The remaining 51-plus percent — more than 125,000 illegal migrants encountered by CBP at the Southwest border in November — came from farther abroad, as Biden’s policies have made his border crisis go global. That’s a lot of “root causes” to address — and a lot more of the taxpayers’ money to burn.

As I explained in that op-ed, the only logical conclusion one can draw from the Biden administration’s efforts to break the U.S. immigration system by effectively opening the Southwest border to the world is that he’s attempting to force the “Extreme MAGA” Republicans he consistently derides to trade the amnesty he has sought since “the first day of his administration” for a modicum of border security.

If anything, Jean-Pierre’s statements on January 3 simply affirm that conclusion. It would be great, however, if an otherwise credulous White House press corps would simply look at the “comprehensive immigration legislation” the president’s spokesperson continues to peddle as a silver bullet for that border crisis.
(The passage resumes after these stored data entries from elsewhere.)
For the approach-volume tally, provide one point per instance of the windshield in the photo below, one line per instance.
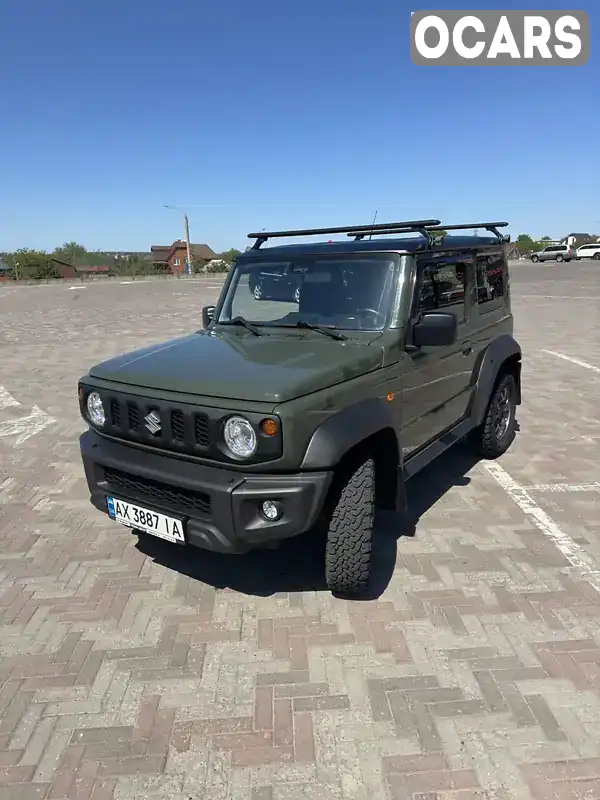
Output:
(341, 292)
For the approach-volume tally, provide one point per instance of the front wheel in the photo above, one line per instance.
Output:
(498, 429)
(350, 533)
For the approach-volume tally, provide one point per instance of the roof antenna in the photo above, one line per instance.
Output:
(373, 223)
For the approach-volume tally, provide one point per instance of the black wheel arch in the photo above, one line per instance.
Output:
(500, 356)
(369, 426)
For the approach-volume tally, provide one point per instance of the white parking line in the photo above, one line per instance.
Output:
(574, 553)
(561, 488)
(6, 399)
(577, 361)
(23, 427)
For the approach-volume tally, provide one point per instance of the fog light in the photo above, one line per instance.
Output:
(270, 510)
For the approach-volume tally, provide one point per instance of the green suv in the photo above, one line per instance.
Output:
(311, 404)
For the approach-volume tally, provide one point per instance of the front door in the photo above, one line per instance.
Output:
(436, 383)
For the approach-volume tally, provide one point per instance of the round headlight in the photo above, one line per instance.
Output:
(240, 437)
(96, 409)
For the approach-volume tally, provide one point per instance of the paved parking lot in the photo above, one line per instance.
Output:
(128, 670)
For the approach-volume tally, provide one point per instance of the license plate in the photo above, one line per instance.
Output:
(143, 519)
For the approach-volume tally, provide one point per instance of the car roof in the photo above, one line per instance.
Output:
(377, 245)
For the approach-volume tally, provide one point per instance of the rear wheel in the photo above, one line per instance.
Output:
(350, 531)
(498, 429)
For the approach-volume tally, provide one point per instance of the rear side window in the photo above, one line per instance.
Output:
(490, 278)
(443, 284)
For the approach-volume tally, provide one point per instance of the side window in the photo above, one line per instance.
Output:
(443, 285)
(490, 279)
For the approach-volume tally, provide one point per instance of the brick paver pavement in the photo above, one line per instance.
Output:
(129, 670)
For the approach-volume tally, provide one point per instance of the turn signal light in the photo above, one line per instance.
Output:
(268, 427)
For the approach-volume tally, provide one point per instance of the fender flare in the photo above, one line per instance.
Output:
(497, 352)
(347, 428)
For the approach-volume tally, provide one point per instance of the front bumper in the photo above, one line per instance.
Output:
(220, 508)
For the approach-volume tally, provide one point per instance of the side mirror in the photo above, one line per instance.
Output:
(208, 313)
(435, 329)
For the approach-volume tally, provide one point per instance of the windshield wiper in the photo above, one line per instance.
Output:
(321, 329)
(245, 324)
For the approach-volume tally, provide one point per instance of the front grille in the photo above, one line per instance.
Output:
(178, 426)
(115, 412)
(180, 429)
(133, 416)
(137, 488)
(202, 430)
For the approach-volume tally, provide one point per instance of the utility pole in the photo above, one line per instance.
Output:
(187, 236)
(187, 241)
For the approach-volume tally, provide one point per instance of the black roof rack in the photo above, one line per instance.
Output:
(359, 231)
(429, 230)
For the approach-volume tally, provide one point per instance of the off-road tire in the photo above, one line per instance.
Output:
(350, 532)
(485, 439)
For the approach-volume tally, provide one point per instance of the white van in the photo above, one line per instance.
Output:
(589, 250)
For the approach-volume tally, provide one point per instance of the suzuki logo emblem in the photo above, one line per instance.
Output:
(153, 422)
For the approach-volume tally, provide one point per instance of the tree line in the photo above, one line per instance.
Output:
(29, 264)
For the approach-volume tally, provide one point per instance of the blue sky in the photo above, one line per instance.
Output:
(272, 114)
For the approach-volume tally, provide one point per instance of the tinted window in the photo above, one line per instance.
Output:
(345, 292)
(443, 285)
(489, 271)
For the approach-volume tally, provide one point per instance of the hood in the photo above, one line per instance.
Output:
(234, 365)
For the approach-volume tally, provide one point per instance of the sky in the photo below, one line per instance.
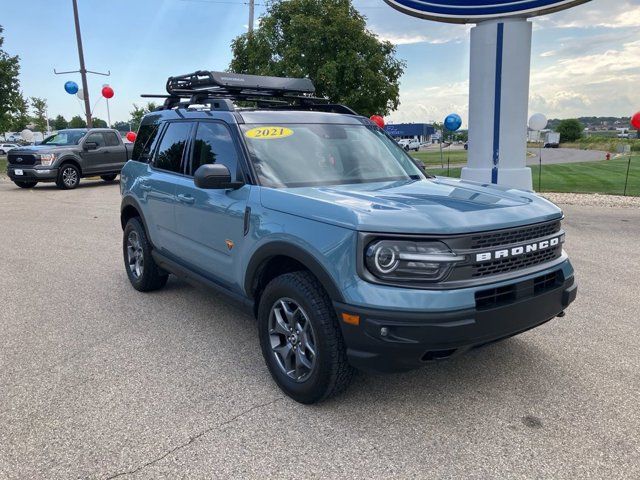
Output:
(585, 61)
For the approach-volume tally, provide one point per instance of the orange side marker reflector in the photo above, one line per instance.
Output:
(351, 319)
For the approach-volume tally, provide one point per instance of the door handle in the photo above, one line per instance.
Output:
(186, 198)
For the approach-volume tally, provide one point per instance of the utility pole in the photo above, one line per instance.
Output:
(251, 7)
(83, 71)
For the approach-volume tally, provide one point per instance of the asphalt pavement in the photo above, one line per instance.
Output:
(100, 381)
(552, 156)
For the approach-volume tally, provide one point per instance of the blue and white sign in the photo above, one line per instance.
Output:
(473, 11)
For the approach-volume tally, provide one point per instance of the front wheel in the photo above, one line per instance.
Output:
(301, 340)
(68, 177)
(142, 270)
(24, 184)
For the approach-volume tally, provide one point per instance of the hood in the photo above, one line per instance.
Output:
(434, 206)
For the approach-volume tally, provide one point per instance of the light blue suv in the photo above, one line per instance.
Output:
(314, 220)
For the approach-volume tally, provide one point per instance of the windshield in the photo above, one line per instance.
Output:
(298, 155)
(64, 137)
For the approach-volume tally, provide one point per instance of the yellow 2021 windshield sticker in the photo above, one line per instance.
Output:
(268, 133)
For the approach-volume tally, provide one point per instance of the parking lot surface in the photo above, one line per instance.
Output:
(100, 381)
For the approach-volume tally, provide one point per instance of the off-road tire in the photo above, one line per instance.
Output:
(152, 277)
(63, 171)
(332, 373)
(25, 184)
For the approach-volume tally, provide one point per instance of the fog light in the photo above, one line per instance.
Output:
(351, 319)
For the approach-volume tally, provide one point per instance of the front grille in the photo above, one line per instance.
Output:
(27, 159)
(505, 265)
(514, 235)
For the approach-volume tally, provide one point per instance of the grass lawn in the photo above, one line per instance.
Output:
(456, 157)
(589, 177)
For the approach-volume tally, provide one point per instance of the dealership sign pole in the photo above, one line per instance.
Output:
(498, 79)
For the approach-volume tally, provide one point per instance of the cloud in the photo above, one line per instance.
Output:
(432, 103)
(591, 84)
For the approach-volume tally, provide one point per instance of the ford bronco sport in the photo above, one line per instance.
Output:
(314, 220)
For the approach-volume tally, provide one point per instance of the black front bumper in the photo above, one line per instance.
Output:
(30, 174)
(387, 341)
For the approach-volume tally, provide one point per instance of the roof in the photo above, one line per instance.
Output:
(254, 116)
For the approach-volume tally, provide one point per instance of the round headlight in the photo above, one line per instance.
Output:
(385, 258)
(407, 260)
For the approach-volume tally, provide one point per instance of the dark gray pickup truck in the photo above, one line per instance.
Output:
(69, 155)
Jean-Pierre’s statements implicitly confirm that “what we’re seeing at the border” — with hundreds of thousands of illegal migrants pouring into the country monthly — is unacceptable. If she just came clean about the proposals the administration is offering to address that crisis — and what the president’s congressional opponents are offering in response — perhaps that crisis could be resolved. Good luck with that.